Gerade der intensive SchülerInnenaustausch mit Konstanzer Schulen führt nicht nur in den Großraum Paris oder zu einer Entdeckungsreise durch die elegante Würde des Londoner Lebens in Richmond upon-Thames. Die Konstanzer Schülerinnen und Schüler fühlen sich in den Gastfamilien „zu Hause“ und gewinnen stets tiefe Einblicke in das alltägliche Leben in England; eine nach dem Brexit wohl noch wertvollere Erfahrung als bisher schon. Gleiches gilt für das tschechische Tabor, in welches 2017 erneut 40 Konstanzer SchülerInnen im Rahmen einer internationalen Begegnung zu Gedenkstätten des nationalsozialistischen Unrechts aufbrechen werden; Europapolitik ist der Themenschwerpunkt.

Und gerade das nur rudimentär zitierte Programm mit dem lombardischen Lodi hatte bei der jüngsten Begegnung im Juni dieses Jahres mit Konstanzer KünstlernInnen ein gewichtiges politisches Thema, nämlich das der ethischen Photographie: In nachdrücklichen Bildern wurden Kindersoldaten und das Elend in der sogenannten „3. Welt“ angeprangert.

Und in Richtung Suzhou (China) /Asien vielleicht noch folgende Korrektur: Im Fokus des jüngsten öffentlichen Treffens der Stadt Konstanz vor einer Woche stand das Thema: „Die Rolle Asiens in der Weltwirtschaft – Status Quo und Perspektiven.“ Mitorganisiert vom Studiengang „Wirtschaftssprachen Asien und Management“ (HTWG Konstanz und IHK Hochrhein-Bodensee), diskutierten nach den Vorträgen über 100 (!) Studierende die verschiedenen Aspekte der Entwicklung in Asien.
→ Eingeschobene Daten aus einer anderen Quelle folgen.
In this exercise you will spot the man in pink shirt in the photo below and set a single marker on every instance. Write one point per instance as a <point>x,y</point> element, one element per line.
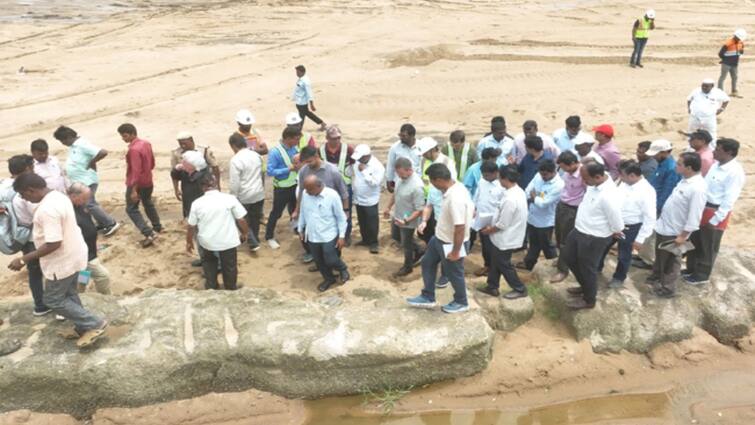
<point>62,253</point>
<point>607,149</point>
<point>139,165</point>
<point>699,141</point>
Also, die Richtung stimmt.

Fazit:

Bei nächster Gelegenheit einfach mal selber eine der Konstanzer Partnerstädte besuchen und sich ein eigenes Bild von der Situation vor Ort und den Beziehungen dorthin verschaffen. Gleichwohl: Konstanz hat die Initiativen zur zweifellos notwendigen Verjüngung der Akteure ergriffen. Gehen wir es gemeinsam mit unseren Partnern an und sorgen dafür, dass es auch gelingt!